These dark chocolate and sea salt cookies are the classier cousin of chocolate chip cookies. Dark chocolate gives them a rich, luxurious taste, and sea salt creates a'sweet-salty-I need more' loop!
Ingredient
– All purpose Flour– White Sugar – Golden Sugar – Egg– Butter– Vanilla – Dark Chocolate – Sea Salt
Direction
1
Beat the butter and sugars until pale and fluffy. This makes the butter lighter and aerated. This takes 2 minutes with my stand mixer. Beat in egg and vanilla.
2
Stir in flour, baking soda, and sea salt to make a smooth dough.
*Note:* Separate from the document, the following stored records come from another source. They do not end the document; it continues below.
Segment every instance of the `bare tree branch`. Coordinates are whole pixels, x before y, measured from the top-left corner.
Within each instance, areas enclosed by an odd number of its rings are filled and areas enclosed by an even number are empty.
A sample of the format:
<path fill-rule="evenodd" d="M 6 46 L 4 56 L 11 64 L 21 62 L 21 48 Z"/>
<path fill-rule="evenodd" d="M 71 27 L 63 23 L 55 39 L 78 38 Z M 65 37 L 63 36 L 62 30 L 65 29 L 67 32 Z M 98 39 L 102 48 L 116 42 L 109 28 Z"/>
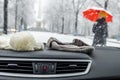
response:
<path fill-rule="evenodd" d="M 105 5 L 104 5 L 104 8 L 105 8 L 105 9 L 107 9 L 108 1 L 109 1 L 109 0 L 106 0 L 106 1 L 105 1 Z"/>
<path fill-rule="evenodd" d="M 98 6 L 104 8 L 104 7 L 103 7 L 99 2 L 97 2 L 96 0 L 92 0 L 92 1 L 94 1 Z"/>
<path fill-rule="evenodd" d="M 80 0 L 78 0 L 77 6 L 75 6 L 75 4 L 76 4 L 75 0 L 72 0 L 74 12 L 79 13 L 80 9 L 82 8 L 82 6 L 84 6 L 85 2 L 87 2 L 87 0 L 84 0 L 83 3 L 81 3 Z"/>
<path fill-rule="evenodd" d="M 75 0 L 72 0 L 72 3 L 73 3 L 73 10 L 74 10 L 74 12 L 76 12 L 76 10 L 75 10 Z"/>
<path fill-rule="evenodd" d="M 3 33 L 7 34 L 8 31 L 8 0 L 4 0 L 4 27 L 3 27 Z"/>
<path fill-rule="evenodd" d="M 87 0 L 84 0 L 84 2 L 81 5 L 79 5 L 78 13 L 79 13 L 80 9 L 85 5 L 86 2 L 87 2 Z"/>
<path fill-rule="evenodd" d="M 81 3 L 81 4 L 82 4 L 82 3 Z M 80 10 L 79 7 L 80 7 L 81 4 L 80 4 L 80 0 L 78 0 L 77 8 L 76 8 L 76 12 L 77 12 L 77 13 L 79 13 L 79 10 Z"/>

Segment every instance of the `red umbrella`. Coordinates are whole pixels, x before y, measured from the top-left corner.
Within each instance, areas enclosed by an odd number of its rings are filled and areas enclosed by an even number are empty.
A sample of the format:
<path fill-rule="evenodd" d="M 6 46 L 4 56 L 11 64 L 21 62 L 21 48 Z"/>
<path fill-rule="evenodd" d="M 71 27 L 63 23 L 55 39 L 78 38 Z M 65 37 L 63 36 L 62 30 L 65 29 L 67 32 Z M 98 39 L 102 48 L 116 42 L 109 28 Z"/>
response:
<path fill-rule="evenodd" d="M 83 11 L 83 16 L 90 21 L 96 22 L 101 17 L 106 18 L 106 22 L 112 22 L 112 14 L 103 8 L 89 8 Z"/>

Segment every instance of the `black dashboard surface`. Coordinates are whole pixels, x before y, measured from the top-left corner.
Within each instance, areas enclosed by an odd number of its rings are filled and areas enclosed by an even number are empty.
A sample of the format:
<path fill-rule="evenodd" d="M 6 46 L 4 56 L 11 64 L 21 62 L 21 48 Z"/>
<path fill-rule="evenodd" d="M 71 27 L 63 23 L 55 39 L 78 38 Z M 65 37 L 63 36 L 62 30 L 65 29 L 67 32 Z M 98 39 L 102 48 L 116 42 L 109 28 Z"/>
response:
<path fill-rule="evenodd" d="M 10 51 L 0 51 L 1 57 L 26 57 L 26 55 L 29 57 L 37 54 L 36 52 L 33 52 L 33 54 L 29 53 L 18 53 Z M 49 54 L 49 57 L 52 58 L 72 58 L 72 59 L 79 59 L 79 58 L 88 58 L 88 56 L 92 59 L 92 66 L 91 70 L 88 74 L 82 75 L 82 76 L 75 76 L 75 77 L 63 77 L 63 78 L 46 78 L 45 80 L 87 80 L 87 79 L 120 79 L 120 49 L 119 48 L 112 48 L 112 47 L 96 47 L 96 50 L 92 54 L 81 54 L 81 53 L 73 53 L 73 52 L 60 52 L 60 51 L 46 51 L 45 54 Z M 41 53 L 40 58 L 47 58 L 44 53 Z M 22 56 L 24 55 L 24 56 Z M 56 56 L 57 55 L 57 56 Z M 69 55 L 69 56 L 68 56 Z M 32 56 L 33 58 L 36 58 L 35 56 Z M 4 77 L 0 76 L 0 79 L 8 79 L 8 80 L 40 80 L 36 78 L 11 78 L 11 77 Z M 44 79 L 42 79 L 44 80 Z"/>
<path fill-rule="evenodd" d="M 90 57 L 84 53 L 78 52 L 64 52 L 57 50 L 43 50 L 32 52 L 16 52 L 0 50 L 0 57 L 6 58 L 33 58 L 33 59 L 90 59 Z"/>

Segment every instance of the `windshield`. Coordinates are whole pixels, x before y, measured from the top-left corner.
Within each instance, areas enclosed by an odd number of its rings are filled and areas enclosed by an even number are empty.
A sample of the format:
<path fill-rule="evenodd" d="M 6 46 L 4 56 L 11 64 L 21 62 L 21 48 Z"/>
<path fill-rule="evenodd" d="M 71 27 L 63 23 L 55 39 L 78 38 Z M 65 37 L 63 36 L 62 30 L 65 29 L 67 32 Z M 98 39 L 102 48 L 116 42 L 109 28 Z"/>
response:
<path fill-rule="evenodd" d="M 44 43 L 55 37 L 120 47 L 119 9 L 120 0 L 0 0 L 0 37 L 30 31 Z"/>

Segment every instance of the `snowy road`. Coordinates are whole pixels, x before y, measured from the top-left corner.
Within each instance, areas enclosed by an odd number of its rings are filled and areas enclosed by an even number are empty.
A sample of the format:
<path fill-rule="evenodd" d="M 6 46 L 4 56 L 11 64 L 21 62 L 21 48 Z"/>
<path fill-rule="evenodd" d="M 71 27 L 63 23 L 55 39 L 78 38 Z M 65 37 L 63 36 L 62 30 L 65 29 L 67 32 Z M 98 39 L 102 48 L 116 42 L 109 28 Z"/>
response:
<path fill-rule="evenodd" d="M 31 33 L 35 36 L 36 41 L 41 41 L 45 43 L 50 37 L 55 37 L 62 42 L 72 42 L 73 39 L 81 39 L 82 41 L 84 41 L 89 45 L 92 44 L 92 40 L 93 40 L 90 37 L 63 35 L 63 34 L 50 33 L 50 32 L 31 32 Z M 117 41 L 115 39 L 108 39 L 107 46 L 120 47 L 120 41 Z"/>

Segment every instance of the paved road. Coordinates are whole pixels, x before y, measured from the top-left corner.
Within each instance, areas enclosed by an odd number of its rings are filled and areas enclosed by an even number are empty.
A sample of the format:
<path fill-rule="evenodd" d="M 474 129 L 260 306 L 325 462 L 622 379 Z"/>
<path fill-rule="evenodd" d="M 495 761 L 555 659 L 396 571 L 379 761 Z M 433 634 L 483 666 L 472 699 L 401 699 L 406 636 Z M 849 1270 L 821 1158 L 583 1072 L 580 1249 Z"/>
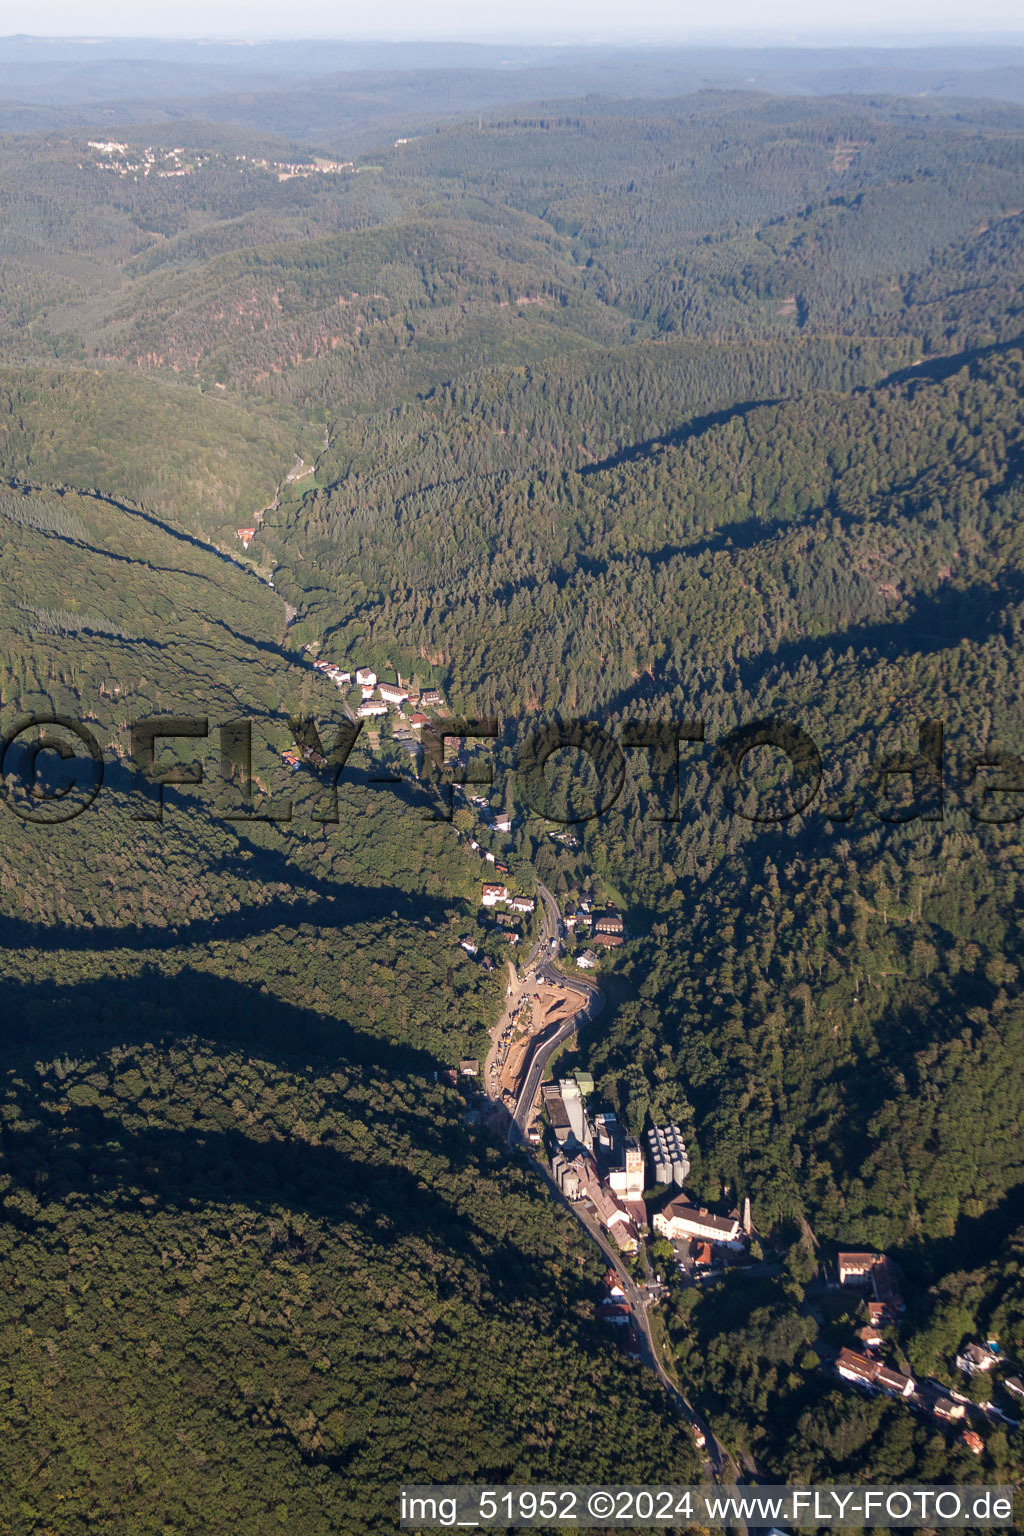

The dough should be soft and sticky, not runny like batter. Do not worry if it is too soft—it will stiffen in the fridge.
3
Add chocolate chips. Simply add premade chocolate chips or chunks. Cut a chocolate bar into 1cm chunks. If chopped too small, they will melt into the cookie dough while baking.
4
Refrigerate dough for 1 hour. See 'how long to chill cookie dough' below When ready to bake, remove cookie dough from the fridge, preheat oven to 350°F / 180°C and line cookie sheet with parchment paper.
5
Bake cookie dough balls on the sheet. You can use an ice cream scoop or a large spoon to roll the balls by hand. Leave space between cookie balls to allow spreading. Do not press or flatten the cookie dough.
6
Bake 12 minutes until golden or brown. Sprinkle sea salt immediately after removing from the oven. Let cool for 10 minutes before removing from cookie sheet.
7
Chill the cookie dough for an hour. If you can plan ahead, 24 hours is ideal chill time. Prevent cookie dough escape by covering. Take it out of the fridge and warm it while your oven pre-bakes to make it easier to scoop or form into balls.